Role of the specific miRNAs on the reactive oxygen species stimulated cardiomyocytes

Abstract

Oxidative damage has been suggested to play a critical role in pathophysiology of various cardiovascular diseases. A staggering amount of evidences implicates that reactive oxygen species (ROS) is a common denominator in the development of most cardiovascular diseases. It has been reported that miRNAs play important roles in physiological regulation of cardiac biology as well as in pathological events such as hypertrophy, apoptosis, and heart failure. However, the study on microRNAs in ROS-induced cardiac apoptosis and hypertrophy has been rarely carried out. ROS regulates two face of cardiac myocyte phenotype: hypertrophy occurred at low levels (30 μM) and apoptosis occurred at higher levels (100–150 μM) of hydrogen peroxide (H2O2) in primary cultured neonatal rat cardiomyocytes.
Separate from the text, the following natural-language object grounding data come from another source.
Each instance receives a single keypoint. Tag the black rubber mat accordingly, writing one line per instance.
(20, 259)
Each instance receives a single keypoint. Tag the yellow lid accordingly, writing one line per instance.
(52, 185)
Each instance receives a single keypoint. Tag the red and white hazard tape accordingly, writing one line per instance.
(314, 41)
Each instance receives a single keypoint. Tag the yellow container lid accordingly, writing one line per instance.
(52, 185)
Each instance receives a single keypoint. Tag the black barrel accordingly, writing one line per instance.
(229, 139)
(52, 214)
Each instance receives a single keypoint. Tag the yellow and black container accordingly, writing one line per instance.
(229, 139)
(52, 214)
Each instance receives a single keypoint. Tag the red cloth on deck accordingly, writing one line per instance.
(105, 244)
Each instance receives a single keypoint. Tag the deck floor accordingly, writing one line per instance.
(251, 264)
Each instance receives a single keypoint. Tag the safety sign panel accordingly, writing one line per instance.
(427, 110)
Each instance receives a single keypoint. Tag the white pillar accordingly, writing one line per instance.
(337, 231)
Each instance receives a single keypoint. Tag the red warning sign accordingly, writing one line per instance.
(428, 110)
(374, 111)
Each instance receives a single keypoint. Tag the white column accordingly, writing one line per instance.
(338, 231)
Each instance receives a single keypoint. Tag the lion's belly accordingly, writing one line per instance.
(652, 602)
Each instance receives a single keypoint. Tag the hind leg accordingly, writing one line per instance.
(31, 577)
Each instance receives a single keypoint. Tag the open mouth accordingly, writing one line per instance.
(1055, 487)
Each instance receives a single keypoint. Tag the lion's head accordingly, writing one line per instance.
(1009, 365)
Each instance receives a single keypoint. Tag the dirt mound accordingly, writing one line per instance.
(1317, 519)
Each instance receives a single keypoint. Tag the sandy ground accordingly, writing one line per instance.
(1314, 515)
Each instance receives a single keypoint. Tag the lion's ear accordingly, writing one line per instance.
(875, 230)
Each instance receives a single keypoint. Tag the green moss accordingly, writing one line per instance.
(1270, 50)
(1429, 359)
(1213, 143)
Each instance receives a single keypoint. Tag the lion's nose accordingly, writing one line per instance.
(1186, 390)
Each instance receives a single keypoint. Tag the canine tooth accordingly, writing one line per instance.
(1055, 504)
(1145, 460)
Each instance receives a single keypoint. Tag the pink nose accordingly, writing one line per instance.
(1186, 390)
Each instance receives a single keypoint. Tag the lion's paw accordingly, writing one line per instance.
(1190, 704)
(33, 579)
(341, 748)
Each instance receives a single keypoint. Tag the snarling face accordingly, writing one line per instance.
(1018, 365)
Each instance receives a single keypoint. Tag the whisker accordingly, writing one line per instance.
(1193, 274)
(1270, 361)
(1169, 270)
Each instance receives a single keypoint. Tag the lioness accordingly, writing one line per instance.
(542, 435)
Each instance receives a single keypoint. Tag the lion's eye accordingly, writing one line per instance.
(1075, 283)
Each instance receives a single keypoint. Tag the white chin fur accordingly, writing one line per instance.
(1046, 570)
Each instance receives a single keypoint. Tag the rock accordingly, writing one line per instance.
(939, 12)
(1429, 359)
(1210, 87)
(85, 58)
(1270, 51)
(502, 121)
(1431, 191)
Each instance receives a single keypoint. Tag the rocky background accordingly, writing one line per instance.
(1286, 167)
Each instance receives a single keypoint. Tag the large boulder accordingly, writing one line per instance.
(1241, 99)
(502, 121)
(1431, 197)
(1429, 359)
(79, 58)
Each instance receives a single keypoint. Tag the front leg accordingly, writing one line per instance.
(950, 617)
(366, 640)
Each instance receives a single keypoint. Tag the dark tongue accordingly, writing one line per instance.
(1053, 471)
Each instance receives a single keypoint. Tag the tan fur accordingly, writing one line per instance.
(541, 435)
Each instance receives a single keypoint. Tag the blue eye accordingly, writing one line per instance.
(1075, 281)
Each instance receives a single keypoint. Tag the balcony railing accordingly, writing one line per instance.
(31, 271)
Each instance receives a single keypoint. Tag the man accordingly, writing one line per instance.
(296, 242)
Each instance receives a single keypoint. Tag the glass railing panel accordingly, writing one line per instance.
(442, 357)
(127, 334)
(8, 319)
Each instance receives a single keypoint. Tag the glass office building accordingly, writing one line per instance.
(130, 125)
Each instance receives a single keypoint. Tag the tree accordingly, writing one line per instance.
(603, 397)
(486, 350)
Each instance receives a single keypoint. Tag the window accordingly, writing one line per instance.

Hypertrophy was determined by significant (30%) increase of cell size and hypertrophic markers, including α-MHC, MLC, NFATC1, ANP and BNP, and apoptosis was measured by cell viability, Annexin V / PI staining, and caspase-3 activity. In this study, miRNAs that are involved in ROS-mediated regulation of cardiomyocyte phenotype were elucidated. A set of miRNAs (miR-1, 26a, 1331, and 145) were identified to abound in cardiomyocytes. These miRNAs were abundantly expressed in neonatal and adult heart tissue. Moreover, H2O2-mediated up-regulation and down-regulation of specific miRNAs was confirmed and their regulation by H2O2 were determined. At a concentration of H2O2 that caused hypertrophy (30 μM) the expression of miR-1 was decreased and overexpression of miR-1 inhibited H2O2-induced hypertrophy. At a concentration of H2O2 that caused apoptosis (100 μM) miR-26a expression was increased while miR-26a mimic enhanced H2O2 -induced apoptosis. The results indicate that different spectrums of miRNAs affect H2O2-mediated cardiomyocyte hypertrophy and apoptosis.